Se, por exemplo, os curdos tivessem os mesmos direitos em sua terra natal que os turcos podem exercer aqui na Europa como migrantes, muitos problemas já estariam resolvidos. Mas, ao contrário, para que os curdos e outros que não são turcos não consigam obter seus direitos básicos, o processo democrático é bloqueado.

Qual é o grau de influência da retórica religiosa islâmica, com suas regras sociais, que vincula e apoia a política atual na Turquia?

D.Ç.: Historicamente e, portanto, politicamente, a política da Turquia foi dividida em uma corrente nacionalista kemalista (secular) e uma corrente nacionalista islâmica (religiosa). A corrente islâmica e conservadora foi amplamente marginalizada e condenada ao ostracismo até Erdoğan chegar ao poder em 2002. Desde então, essa corrente religiosa ganhou o controle. Assim, os inúmeros golpes militares na Turquia têm muito a ver com o conflito entre as duas correntes. Uma terceira corrente, a corrente democrática, que é o que o país precisa, no entanto, tem sido combatida e excluída por ambos os lados. Erdoğan pode apelar e mobilizar uma determinada base ao empregar uma retórica islâmica-conservadora e nacionalista. Para essa base, ele está tentando dizer algo como: se a corrente nacionalista kemalista e a corrente democrática – cuja vanguarda é o HDP e os curdos – assumirem o governo, eles restringirão seus próprios direitos. Ele apresenta os curdos e sua demanda por direitos básicos e democracia como se fossem inimigos. Dessa forma, ele pode convencer uma determinada parte da sociedade a apoiá-lo lutando contra os outros, espalhando assim o medo. Sua propaganda islâmica e sua abordagem política pragmática juntas o mantiveram à tona até agora.

O nacionalismo na Turquia é um sentimento muito forte. Essa é a única razão pela qual um dos principais inimigos públicos é a comunidade curda e sua perspectiva política (democrática), especialmente o partido HDP, que eles estão tentando fechar?

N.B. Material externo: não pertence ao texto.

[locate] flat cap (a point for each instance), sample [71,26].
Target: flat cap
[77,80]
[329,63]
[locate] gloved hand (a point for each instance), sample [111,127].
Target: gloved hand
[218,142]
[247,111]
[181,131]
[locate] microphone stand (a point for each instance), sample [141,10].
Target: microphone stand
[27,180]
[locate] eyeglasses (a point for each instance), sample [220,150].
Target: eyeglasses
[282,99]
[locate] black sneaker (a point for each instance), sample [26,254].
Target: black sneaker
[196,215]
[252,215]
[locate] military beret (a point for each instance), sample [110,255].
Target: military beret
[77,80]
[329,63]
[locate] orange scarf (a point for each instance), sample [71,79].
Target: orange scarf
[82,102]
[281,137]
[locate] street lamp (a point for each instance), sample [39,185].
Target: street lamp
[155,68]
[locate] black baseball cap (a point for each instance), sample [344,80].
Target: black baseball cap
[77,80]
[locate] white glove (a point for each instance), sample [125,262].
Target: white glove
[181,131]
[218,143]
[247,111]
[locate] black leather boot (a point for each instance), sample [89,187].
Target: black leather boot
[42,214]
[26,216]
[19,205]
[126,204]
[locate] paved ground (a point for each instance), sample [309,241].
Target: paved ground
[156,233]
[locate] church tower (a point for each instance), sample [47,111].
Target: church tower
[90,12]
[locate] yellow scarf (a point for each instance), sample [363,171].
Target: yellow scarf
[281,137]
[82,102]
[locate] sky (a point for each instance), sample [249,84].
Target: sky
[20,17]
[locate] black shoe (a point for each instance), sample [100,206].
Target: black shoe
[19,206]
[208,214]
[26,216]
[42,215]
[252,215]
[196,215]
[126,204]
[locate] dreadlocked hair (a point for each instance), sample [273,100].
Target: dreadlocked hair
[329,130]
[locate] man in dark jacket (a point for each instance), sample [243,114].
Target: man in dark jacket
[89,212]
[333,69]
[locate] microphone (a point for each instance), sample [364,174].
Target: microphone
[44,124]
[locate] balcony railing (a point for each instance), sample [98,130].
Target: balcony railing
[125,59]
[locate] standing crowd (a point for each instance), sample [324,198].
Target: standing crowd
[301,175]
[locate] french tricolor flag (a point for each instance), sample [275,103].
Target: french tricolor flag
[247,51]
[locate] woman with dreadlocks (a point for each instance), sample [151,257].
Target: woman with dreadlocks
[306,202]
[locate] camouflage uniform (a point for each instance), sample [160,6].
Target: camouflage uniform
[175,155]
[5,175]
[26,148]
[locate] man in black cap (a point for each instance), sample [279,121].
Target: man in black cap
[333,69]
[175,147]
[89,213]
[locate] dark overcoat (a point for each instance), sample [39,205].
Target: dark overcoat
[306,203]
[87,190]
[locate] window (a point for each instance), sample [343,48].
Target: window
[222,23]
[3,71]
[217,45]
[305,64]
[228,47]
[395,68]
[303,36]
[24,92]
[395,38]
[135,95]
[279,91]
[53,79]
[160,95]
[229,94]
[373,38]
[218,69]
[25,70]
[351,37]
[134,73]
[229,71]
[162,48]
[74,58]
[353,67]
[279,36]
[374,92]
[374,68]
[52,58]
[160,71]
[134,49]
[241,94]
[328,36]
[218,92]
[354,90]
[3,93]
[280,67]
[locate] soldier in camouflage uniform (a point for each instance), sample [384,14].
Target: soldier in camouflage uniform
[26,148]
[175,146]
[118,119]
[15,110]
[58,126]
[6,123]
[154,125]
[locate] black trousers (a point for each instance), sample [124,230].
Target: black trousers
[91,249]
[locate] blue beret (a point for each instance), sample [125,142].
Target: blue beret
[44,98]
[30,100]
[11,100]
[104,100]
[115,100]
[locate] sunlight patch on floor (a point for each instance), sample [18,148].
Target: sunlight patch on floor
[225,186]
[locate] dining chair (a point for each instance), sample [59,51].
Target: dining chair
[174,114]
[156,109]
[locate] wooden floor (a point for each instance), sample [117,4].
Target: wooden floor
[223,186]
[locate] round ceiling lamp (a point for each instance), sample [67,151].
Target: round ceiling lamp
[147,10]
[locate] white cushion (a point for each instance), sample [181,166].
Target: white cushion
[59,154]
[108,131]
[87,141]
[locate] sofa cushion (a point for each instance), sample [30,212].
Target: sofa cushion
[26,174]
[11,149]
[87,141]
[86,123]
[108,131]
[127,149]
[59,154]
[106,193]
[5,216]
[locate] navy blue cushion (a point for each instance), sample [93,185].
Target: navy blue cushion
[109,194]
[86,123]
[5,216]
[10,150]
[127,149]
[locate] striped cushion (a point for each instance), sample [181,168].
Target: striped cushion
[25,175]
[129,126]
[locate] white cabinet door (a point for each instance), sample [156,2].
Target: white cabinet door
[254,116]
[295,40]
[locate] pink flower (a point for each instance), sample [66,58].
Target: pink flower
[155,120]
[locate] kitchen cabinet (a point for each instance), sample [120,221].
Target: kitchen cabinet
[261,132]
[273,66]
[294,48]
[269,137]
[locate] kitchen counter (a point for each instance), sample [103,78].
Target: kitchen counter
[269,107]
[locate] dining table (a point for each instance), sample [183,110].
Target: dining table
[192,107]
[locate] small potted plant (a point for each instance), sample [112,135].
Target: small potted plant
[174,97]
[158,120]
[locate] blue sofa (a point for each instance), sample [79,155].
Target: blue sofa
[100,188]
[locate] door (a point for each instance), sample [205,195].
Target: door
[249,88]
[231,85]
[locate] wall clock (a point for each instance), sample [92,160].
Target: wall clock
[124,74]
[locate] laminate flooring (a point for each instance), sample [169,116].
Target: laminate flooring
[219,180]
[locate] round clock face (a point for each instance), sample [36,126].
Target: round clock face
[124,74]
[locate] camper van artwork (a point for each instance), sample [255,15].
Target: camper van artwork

D.Ç.: Podemos falar sobre os curdos, mas oficialmente eles não existem na Turquia! Um grupo populacional que não existe oficialmente também pode ser combatido com todos os tipos de meios não oficiais de violência, o que tem sido o caso há décadas. As reivindicações dos curdos por direitos culturais e políticos são reduzidas a uma questão de segurança e, assim, os curdos são criminalizados e alvos de um inimigo interno. As leis antidemocráticas já existentes são reforçadas por uma lei antiterrorismo arbitrária e profundamente problemática, que leva a violações maciças dos direitos humanos e a violações do direito internacional. Portanto, não é errado dizer que os curdos se opõem ao que um pensador alemão chama de Feindstrafrecht (ou “Direito Penal do Inimigo”), ou seja, um conceito jurídico que nega a eles qualquer proteção perante a lei. Todos os recursos do país foram colocados a serviço da guerra contra os curdos, tanto na própria Turquia quanto em ataques transfronteiriços contra os vizinhos Síria e Iraque. No entanto, em nível internacional, essas constantes violações da lei internacional geraram pouca oposição política, diplomática ou legal séria. O HDP e todos os outros que defendem a democracia são sistematicamente combatidos de forma antidemocrática, até a situação atual em que o HDP enfrenta uma proibição iminente e total de suas atividades políticas. Considerando que nada menos que seis partidos políticos que anteriormente representavam a tradição política do HDP foram banidos até o momento, pode-se ver como o Estado opera de forma consistentemente antidemocrática. Levando em conta essas proibições constantes do HDP e de seus partidos predecessores, podemos ver como o Estado-nação turco e o nacionalismo turco operam de forma antidemocrática. Entretanto, a demanda por liberdade articulada pelos curdos e pelo HDP não se limita a uma determinada parte da sociedade, mas se aplica a toda a Turquia. Portanto, a violência, a opressão, a repressão e a guerra constituem uma estratégia atraente para Erdoğan, em vez de encontrar uma solução democrática.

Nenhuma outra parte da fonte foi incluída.